Congestive Heart Failure and Noninvasive Positive Pressure Ventilation

Patients with heart failure account for 12--15 million doctor office visits each year and 300,000 deaths.¹ There are many predisposing factors to heart failure, several of which--such as diabetes and sleep apnea--are on the increase. Not only is the death toll from heart failure appalling, but also the economic costs strain our healthcare delivery systems. Approximately 5% of the total United States healthcare budget is spent on heart failure.¹ Heart failure (DRG#127) is the most common diagnostic Medicare group.¹ Since many of these admissions come through the emergency department after being transported to the hospital by ambulance, EMS providers play a central role in the recognition of heart failure and early initiation of the most important lifesaving modality available to heart failure patients in transport: oxygen.

A recent article summarized the problem as follows: "Heart failure, a disease of epidemic proportions, has a tremendous clinical and financial impact on the U.S. healthcare system.

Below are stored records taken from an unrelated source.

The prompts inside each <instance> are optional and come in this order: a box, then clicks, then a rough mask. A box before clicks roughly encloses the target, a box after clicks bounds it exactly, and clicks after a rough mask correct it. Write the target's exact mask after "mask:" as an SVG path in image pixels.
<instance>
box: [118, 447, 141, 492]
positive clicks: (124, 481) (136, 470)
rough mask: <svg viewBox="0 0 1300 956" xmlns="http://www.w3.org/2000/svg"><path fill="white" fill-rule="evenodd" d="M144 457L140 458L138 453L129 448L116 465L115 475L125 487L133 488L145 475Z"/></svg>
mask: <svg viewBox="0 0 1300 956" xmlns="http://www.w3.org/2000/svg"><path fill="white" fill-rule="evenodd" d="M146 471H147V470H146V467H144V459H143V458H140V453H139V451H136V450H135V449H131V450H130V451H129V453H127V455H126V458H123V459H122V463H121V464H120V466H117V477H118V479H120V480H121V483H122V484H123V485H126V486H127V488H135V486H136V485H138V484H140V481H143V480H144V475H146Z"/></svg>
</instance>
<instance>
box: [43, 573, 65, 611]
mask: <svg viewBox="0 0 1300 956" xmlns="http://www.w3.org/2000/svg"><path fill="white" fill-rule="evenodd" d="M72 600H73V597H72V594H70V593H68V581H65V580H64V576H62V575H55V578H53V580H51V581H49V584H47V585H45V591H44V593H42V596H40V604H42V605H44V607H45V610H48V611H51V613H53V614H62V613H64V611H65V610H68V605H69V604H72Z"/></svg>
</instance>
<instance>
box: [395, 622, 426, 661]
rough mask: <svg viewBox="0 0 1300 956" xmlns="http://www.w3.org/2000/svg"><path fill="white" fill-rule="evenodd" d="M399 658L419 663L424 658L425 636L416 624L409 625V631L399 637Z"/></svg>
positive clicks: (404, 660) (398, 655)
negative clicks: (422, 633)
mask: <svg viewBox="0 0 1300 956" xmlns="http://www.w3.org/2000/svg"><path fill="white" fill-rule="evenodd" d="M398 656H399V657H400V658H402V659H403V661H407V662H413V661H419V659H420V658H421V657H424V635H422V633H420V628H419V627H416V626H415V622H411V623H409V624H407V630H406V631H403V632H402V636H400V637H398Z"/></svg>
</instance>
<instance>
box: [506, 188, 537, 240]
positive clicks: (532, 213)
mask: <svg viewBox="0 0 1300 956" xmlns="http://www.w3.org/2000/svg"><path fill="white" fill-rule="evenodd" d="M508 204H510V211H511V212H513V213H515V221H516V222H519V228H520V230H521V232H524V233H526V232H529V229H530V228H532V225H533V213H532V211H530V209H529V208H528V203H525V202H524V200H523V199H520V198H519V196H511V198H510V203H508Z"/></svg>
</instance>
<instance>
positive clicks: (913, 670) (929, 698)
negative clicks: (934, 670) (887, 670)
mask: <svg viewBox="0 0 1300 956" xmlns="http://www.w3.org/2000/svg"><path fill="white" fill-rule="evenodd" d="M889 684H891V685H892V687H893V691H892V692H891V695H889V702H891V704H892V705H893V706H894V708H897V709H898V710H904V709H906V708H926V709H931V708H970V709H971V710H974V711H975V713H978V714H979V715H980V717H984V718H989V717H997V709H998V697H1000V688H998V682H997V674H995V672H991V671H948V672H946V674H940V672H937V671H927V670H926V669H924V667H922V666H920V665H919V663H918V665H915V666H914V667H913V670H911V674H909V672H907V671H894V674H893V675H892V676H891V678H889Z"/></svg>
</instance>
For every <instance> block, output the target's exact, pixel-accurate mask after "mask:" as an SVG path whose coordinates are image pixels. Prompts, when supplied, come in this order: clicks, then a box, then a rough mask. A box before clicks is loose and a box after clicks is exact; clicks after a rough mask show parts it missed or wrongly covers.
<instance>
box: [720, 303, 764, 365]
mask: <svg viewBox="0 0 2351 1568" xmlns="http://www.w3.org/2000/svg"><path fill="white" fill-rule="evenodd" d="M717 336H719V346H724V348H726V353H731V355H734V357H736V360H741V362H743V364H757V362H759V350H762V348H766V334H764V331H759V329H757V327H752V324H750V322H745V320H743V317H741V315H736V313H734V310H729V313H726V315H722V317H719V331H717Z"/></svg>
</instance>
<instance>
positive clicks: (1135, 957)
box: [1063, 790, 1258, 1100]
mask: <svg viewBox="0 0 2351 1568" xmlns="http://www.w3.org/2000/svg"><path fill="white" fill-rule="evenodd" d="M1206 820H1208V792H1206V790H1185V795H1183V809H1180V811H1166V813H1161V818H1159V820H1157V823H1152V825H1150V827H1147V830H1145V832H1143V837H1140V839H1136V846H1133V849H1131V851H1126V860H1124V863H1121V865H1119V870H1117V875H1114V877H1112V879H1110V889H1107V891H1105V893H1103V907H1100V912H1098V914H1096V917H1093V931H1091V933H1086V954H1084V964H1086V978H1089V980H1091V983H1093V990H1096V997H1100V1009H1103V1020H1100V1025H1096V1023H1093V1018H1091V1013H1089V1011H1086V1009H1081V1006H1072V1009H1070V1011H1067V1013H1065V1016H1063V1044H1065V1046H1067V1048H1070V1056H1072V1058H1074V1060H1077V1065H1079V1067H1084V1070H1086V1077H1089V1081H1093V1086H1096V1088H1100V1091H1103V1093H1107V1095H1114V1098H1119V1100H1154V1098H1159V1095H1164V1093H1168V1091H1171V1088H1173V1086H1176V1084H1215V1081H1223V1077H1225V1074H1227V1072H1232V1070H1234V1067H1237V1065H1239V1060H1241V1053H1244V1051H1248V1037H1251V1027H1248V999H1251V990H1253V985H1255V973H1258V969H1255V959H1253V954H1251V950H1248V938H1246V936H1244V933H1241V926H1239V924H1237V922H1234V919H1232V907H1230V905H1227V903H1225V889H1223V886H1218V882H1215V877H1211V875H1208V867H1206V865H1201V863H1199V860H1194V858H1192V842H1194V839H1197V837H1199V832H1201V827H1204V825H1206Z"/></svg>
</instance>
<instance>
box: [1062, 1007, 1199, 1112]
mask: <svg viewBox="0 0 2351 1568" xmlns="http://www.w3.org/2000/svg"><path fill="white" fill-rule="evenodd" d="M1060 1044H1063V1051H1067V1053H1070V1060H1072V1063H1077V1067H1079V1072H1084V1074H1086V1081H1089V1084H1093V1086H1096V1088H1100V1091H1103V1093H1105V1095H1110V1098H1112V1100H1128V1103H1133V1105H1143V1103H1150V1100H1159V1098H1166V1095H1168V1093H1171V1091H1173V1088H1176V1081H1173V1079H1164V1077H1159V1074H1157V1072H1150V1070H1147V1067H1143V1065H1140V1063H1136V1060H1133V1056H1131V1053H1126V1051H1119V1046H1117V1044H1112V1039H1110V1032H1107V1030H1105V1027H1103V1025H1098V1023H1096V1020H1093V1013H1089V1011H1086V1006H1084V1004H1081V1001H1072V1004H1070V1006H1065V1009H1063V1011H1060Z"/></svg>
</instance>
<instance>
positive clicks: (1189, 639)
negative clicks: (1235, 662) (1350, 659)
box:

With more than five million Americans diagnosed with heart failure and a five-year mortality approaching 50%, it is the most common cause of hospitalization in patients older than 65 years and is the single most expensive diagnosis in the U.S. healthcare system. Because the average U.S. hospital loses more than $1,000 per heart failure admission, effective therapies that decrease length of stay, reduce hospital costs and prevent 30-day readmissions are needed."²

Heart failure patients constitute a major economic burden to hospitals. If a patient in heart failure receives therapy, like early application of continuous positive airway pressure (CPAP), the possibility of an intensive care unit (ICU) stay on a ventilator and the associated cost is greatly reduced. Thus, EMS plays a critical role in the management of these patients, because the sooner proper treatment is initiated, the higher the chances that the patient will avoid an ICU admission.³

Congestive Heart Failure
(Right and Left Ventricular)

Congestive heart failure (CHF) is not identified as a disease; rather, it is referred to as a condition. Simply put, ventricular failure occurs when the amount of blood entering the ventricle is more than the ventricle can pump out (backward failure), or when the ventricle is damaged to the degree that it cannot deliver enough blood to meet the body's metabolic needs (forward failure). Right and left ventricular failure is merely noting which ventricle has failed.

When the right ventricle fails, the neck veins become distended; blood backs up in the liver, resulting in chronic passive congestion of the liver (CPC); and ankle edema occurs, because this part of the anatomy is so gravity-dependent. When this constellation of findings occurs, the patient is diagnosed as having "cor pulmonale." Cor pulmonale is seen in patients with advanced lung disease, such as chronic obstructive pulmonary disease (COPD).

As COPD advances past the early stages of airway inflammation and narrowing (remodeling), there is an eventual loss of lung capillary bed surface area. Hypoxemia now becomes almost continuous. These changes cause a marked increase in pulmonary artery pressure, higher than the right ventricle is capable of pumping against. If not treated, pulmonary hypertension will cause the right ventricle to fail. Another group of chronic lung diseases that have as their end result pulmonary hypertension is pulmonary (or interstitial) fibrosis. These disorders will also cause pulmonary artery hypertension and cor pulmonale.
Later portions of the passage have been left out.